飯山市では、今年(平成29年)5月19日、山間部を流れる川のそばで、土砂崩れが起きました。幅およそ150メートル、長さおよそ500メートルに渡り土砂が崩れ、一部が川の中に流れこみました。現在も、下流域の4世帯14人に避難勧告が出されています。飯山市の防災の最新状況について、飯山市危機管理防災課 防災消防係の篠原秀和(しのはら・ひでかず)さんにお話を聞きます。
まず、5月19日、土砂崩れが起きた当日の様子をお聞かせ下さい。


篠原さん:5月19日の朝、飯山市照岡を流れる井出川の近くに住む市民から、「川の水が少なく、濁っている」と市役所に連絡がありました。それを受けて、すぐに県の職員とともに現場に向かいました。沢の上流に崩落した山肌が確認できました。あわせて、民間事業者の協力を得てドローンによる崩落箇所の調査を行いました。その結果、崩落がこれまでにない大規模なものであることが分かり、その日のうちに県と対策会議を行いました。翌日には、市庁舎に対策本部、現場地域の市の出張所に現地対策本部を設置しました。また、地区説明会を行い、土砂災害の危険が及ぶ可能性のある住民10世帯、26名に対して、避難勧告を発令しました。
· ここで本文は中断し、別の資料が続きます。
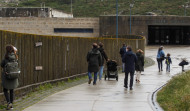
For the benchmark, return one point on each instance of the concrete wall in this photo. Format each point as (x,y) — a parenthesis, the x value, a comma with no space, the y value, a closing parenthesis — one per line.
(45,26)
(57,13)
(24,12)
(139,24)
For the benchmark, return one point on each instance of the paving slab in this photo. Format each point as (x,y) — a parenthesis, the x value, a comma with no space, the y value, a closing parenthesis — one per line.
(111,95)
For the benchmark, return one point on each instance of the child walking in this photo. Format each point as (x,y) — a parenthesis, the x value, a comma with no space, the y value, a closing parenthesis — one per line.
(183,63)
(168,62)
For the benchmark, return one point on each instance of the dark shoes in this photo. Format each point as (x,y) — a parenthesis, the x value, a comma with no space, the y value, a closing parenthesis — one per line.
(90,80)
(9,106)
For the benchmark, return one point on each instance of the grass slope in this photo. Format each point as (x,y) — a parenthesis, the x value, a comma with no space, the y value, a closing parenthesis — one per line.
(94,8)
(176,95)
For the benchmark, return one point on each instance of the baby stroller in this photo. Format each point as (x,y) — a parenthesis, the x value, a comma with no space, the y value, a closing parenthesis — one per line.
(111,70)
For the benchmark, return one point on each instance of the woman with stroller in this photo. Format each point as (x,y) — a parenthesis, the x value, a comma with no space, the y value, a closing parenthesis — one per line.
(160,58)
(9,84)
(139,66)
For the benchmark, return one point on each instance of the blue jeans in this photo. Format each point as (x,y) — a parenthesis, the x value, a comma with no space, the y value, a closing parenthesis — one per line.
(101,72)
(168,67)
(95,76)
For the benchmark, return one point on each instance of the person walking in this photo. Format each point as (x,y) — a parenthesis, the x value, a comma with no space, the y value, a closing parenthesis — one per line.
(129,59)
(168,62)
(122,52)
(94,60)
(9,84)
(104,56)
(160,58)
(139,66)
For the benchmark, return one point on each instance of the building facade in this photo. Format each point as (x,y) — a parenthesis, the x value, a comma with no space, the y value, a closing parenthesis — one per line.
(73,27)
(171,30)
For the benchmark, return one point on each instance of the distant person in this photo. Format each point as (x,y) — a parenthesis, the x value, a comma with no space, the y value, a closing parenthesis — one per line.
(139,66)
(94,60)
(129,59)
(104,56)
(160,58)
(183,63)
(122,52)
(168,62)
(10,74)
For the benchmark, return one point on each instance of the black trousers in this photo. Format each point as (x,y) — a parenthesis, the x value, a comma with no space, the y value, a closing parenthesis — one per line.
(160,64)
(9,95)
(131,78)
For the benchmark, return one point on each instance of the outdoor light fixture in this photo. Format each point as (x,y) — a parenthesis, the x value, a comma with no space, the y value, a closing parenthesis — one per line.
(131,5)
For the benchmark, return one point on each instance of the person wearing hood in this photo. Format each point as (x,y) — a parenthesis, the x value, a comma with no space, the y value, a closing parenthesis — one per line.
(122,52)
(94,60)
(139,66)
(160,58)
(9,84)
(129,59)
(104,56)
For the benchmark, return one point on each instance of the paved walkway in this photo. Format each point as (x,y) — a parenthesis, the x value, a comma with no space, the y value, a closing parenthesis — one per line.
(111,95)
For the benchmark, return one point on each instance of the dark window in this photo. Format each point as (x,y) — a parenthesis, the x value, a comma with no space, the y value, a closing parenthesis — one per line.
(73,30)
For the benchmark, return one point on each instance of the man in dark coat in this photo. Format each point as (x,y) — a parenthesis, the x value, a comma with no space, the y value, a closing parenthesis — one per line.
(129,59)
(122,52)
(94,60)
(104,56)
(139,66)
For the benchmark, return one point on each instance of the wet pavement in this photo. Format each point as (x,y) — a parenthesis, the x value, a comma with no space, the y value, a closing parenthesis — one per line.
(111,95)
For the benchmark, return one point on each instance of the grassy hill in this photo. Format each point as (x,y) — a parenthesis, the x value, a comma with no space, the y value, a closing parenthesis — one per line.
(94,8)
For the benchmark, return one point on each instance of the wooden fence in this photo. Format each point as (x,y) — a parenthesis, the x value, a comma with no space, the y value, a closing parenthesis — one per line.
(59,57)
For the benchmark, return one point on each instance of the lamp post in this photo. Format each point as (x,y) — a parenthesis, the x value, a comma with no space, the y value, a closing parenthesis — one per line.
(117,20)
(131,6)
(71,6)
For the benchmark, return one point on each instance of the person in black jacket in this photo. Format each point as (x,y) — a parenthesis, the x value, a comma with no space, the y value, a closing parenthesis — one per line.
(104,56)
(168,62)
(139,66)
(129,59)
(9,85)
(122,52)
(94,60)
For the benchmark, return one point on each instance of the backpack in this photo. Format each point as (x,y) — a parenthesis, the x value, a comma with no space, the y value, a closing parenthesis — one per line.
(11,70)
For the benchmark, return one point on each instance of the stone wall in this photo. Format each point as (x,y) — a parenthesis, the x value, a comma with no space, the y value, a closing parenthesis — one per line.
(24,12)
(45,26)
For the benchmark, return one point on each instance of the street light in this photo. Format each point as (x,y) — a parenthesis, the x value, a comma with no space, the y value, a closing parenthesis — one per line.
(71,6)
(185,8)
(131,6)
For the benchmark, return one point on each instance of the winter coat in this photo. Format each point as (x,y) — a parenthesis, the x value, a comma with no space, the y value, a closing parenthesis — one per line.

Q:これまでにない大規模な災害だったわけですね。その後、飯山市では、県などと連携しながら、どのような対策を行っているのでしょうか?


篠原さん:まず、県の施策として、土石流が発生した際にサイレンやメールなどで知らせるための土石流センサーや監視カメラを設置しました。また、河川の周りに土砂の流入を防ぐための「大型土のう」を設置するとともに、土砂や流木などを受け止めるための「リングネット」を設置しました。一方、飯山市の施策としては、まず、土砂の流入によって使用できなくなった農業施設の復旧や道路上の土砂撤去を行いました。また、土石流が発生したことを伝えるサイレンをより広く住民に知らせるために、「屋外スピーカー」を設置しました。


Q:この災害では、消防団も大きな役割を果たしたそうですね?


篠原さん:はい、今回の災害では、消防団は、33日間、のべ587名の団員に24時間監視を行っていただきました。普段のお仕事がある中、交代で任務についていただき、大変な労力を使っていただきました。地域住民もとても心強く感じていたはずだと思います。


Q:現在も避難勧告が出ていますが、今後の見通しはどうでしょうか?


篠原さん:災害発生当初、避難勧告を10世帯26人に出しました。県の対策工事が進むにつれ、現在では4世帯14人となっています。現在は、土石流による土砂や流木などを受け止めるコンクリートブロックのえん堤の工事が進められています。完成は平成29年11月頃となる見込みです。それが一つの目安になるのではないかと思います。避難勧告の対象世帯の方は、現在、臨時避難所に住まわれており、不便な思いをしています。一日でも早く、元の生活に戻れるよう、国・県と連携して取り組んでいきたいと思います。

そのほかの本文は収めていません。